Imagen 21. Evolución del comportamiento reológico en el tiempo para las condiciones de esterilización
A la misma velocidad, las viscosidades para los niveles 1 y 2 de temperatura de almacenamiento presentan
una tendencia a disminuir; aunque el día 25 presenta cambios en este comportamiento. Aunque los valores
reportados evidencian que en el caso del nivel 3, la viscosidad presenta un comportamiento diferente, esta
tiende a aumentar en el tiempo, y que después del día 25 disminuye considerablemente, el comportamiento
24
reológico se mantiene constante en el tiempo con variaciones mínimas (ver imagen 22). Esta misma
tendencia ocurrió para los niveles de temperatura de esterilización evaluados, en donde ocurre
disminución en el día 18. Velasco y Alvarez (2011) [4], evidencian que las emulsiones de PFC tienen
viscosidades mayores en el día en el que la sedimentación llega al equilibrio (día 14). Con base en lo
anterior, dependiendo de la temperatura de almacenamiento, el equilibrio ocurre en diferentes días: para
los niveles 2 y 3, este punto se obtiene en el día 25, mientras que en el nivel 1 debe ocurrir antes. Sin
embargo no se puede ser preciso dado que no se pudo realizar esta caracterización justo antes de ese día.
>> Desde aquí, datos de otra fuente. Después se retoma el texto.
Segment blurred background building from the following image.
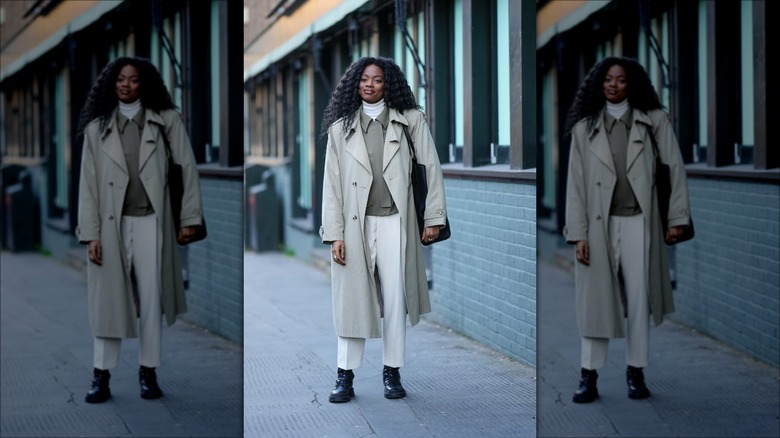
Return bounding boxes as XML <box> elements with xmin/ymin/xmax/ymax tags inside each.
<box><xmin>244</xmin><ymin>0</ymin><xmax>537</xmax><ymax>365</ymax></box>
<box><xmin>0</xmin><ymin>0</ymin><xmax>244</xmax><ymax>342</ymax></box>
<box><xmin>536</xmin><ymin>0</ymin><xmax>780</xmax><ymax>366</ymax></box>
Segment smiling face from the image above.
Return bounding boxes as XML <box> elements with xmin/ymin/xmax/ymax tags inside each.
<box><xmin>604</xmin><ymin>64</ymin><xmax>628</xmax><ymax>103</ymax></box>
<box><xmin>358</xmin><ymin>64</ymin><xmax>385</xmax><ymax>103</ymax></box>
<box><xmin>116</xmin><ymin>64</ymin><xmax>141</xmax><ymax>103</ymax></box>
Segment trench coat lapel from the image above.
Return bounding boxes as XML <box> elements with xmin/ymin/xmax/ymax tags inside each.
<box><xmin>101</xmin><ymin>111</ymin><xmax>129</xmax><ymax>175</ymax></box>
<box><xmin>138</xmin><ymin>110</ymin><xmax>165</xmax><ymax>171</ymax></box>
<box><xmin>344</xmin><ymin>110</ymin><xmax>373</xmax><ymax>175</ymax></box>
<box><xmin>626</xmin><ymin>110</ymin><xmax>652</xmax><ymax>172</ymax></box>
<box><xmin>588</xmin><ymin>111</ymin><xmax>617</xmax><ymax>175</ymax></box>
<box><xmin>382</xmin><ymin>108</ymin><xmax>409</xmax><ymax>172</ymax></box>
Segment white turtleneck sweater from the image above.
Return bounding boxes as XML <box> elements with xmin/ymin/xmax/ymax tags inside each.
<box><xmin>607</xmin><ymin>99</ymin><xmax>628</xmax><ymax>119</ymax></box>
<box><xmin>119</xmin><ymin>99</ymin><xmax>141</xmax><ymax>119</ymax></box>
<box><xmin>363</xmin><ymin>97</ymin><xmax>385</xmax><ymax>120</ymax></box>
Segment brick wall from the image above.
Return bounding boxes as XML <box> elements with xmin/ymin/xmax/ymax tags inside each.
<box><xmin>183</xmin><ymin>177</ymin><xmax>244</xmax><ymax>342</ymax></box>
<box><xmin>672</xmin><ymin>179</ymin><xmax>780</xmax><ymax>366</ymax></box>
<box><xmin>427</xmin><ymin>179</ymin><xmax>536</xmax><ymax>366</ymax></box>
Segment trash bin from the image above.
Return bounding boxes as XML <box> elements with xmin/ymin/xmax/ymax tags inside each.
<box><xmin>248</xmin><ymin>178</ymin><xmax>281</xmax><ymax>251</ymax></box>
<box><xmin>3</xmin><ymin>178</ymin><xmax>36</xmax><ymax>252</ymax></box>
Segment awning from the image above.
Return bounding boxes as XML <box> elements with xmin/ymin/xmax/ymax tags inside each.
<box><xmin>0</xmin><ymin>0</ymin><xmax>123</xmax><ymax>81</ymax></box>
<box><xmin>244</xmin><ymin>0</ymin><xmax>369</xmax><ymax>82</ymax></box>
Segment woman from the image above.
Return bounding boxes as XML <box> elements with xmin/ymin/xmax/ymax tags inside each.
<box><xmin>320</xmin><ymin>57</ymin><xmax>446</xmax><ymax>403</ymax></box>
<box><xmin>564</xmin><ymin>58</ymin><xmax>690</xmax><ymax>403</ymax></box>
<box><xmin>76</xmin><ymin>58</ymin><xmax>202</xmax><ymax>403</ymax></box>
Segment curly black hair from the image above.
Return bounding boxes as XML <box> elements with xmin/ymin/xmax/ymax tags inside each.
<box><xmin>320</xmin><ymin>56</ymin><xmax>420</xmax><ymax>137</ymax></box>
<box><xmin>564</xmin><ymin>58</ymin><xmax>664</xmax><ymax>138</ymax></box>
<box><xmin>77</xmin><ymin>57</ymin><xmax>176</xmax><ymax>141</ymax></box>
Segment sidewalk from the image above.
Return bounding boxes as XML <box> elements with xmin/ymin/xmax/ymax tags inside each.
<box><xmin>537</xmin><ymin>234</ymin><xmax>780</xmax><ymax>437</ymax></box>
<box><xmin>244</xmin><ymin>253</ymin><xmax>536</xmax><ymax>438</ymax></box>
<box><xmin>0</xmin><ymin>252</ymin><xmax>243</xmax><ymax>437</ymax></box>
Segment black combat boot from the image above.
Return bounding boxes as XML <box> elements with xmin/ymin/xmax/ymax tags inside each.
<box><xmin>382</xmin><ymin>365</ymin><xmax>406</xmax><ymax>399</ymax></box>
<box><xmin>84</xmin><ymin>368</ymin><xmax>111</xmax><ymax>403</ymax></box>
<box><xmin>626</xmin><ymin>365</ymin><xmax>650</xmax><ymax>400</ymax></box>
<box><xmin>328</xmin><ymin>368</ymin><xmax>355</xmax><ymax>403</ymax></box>
<box><xmin>138</xmin><ymin>365</ymin><xmax>162</xmax><ymax>400</ymax></box>
<box><xmin>572</xmin><ymin>368</ymin><xmax>599</xmax><ymax>403</ymax></box>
Adicionalmente cuando hay presencia de luz, la viscosidad máxima ocurre en el día 32 (ver imagen 23)
Imagen 22. Evolución del comportamiento reológico a condiciones de temperatura de almacenamiento
Imagen 23. Evolución del comportamiento reológico en el tiempo a condiciones de presencia/ausencia de luz.
Por otro lado, al analizar las condiciones de almacenamiento se observa que existe presencia de histéresis,
la cual ocurre justo cuando se reporta la viscosidad máxima. La histéresis se genera cuando el perfil de
flujo entre la primera corrida (ida) y la segunda (vuelta) son diferentes, debido a que la viscosidad en la
segunda corrida cambia luego de aplicar un esfuerzo (velocidades de cizalla) sobre el fluido, alterando los
mecanismos de inestabilidad reversibles presentes en la emulsión. Este fenómeno se relaciona
directamente con el tamaño de partícula, puesto que en emulsiones homogéneas no se presentarían
cambios entre las corridas al someterse a un esfuerzo.
25
5. Potencial zeta
Las emulsiones transportadoras de oxígeno estudiadas, presentan valores absolutos entre 14 mV y 16 mV
justo después de la preparación. Sin embargo luego de la esterilización el potencial disminuye rápidamente
y genera mayor inestabilidad en las emulsiones (ver imagen 24).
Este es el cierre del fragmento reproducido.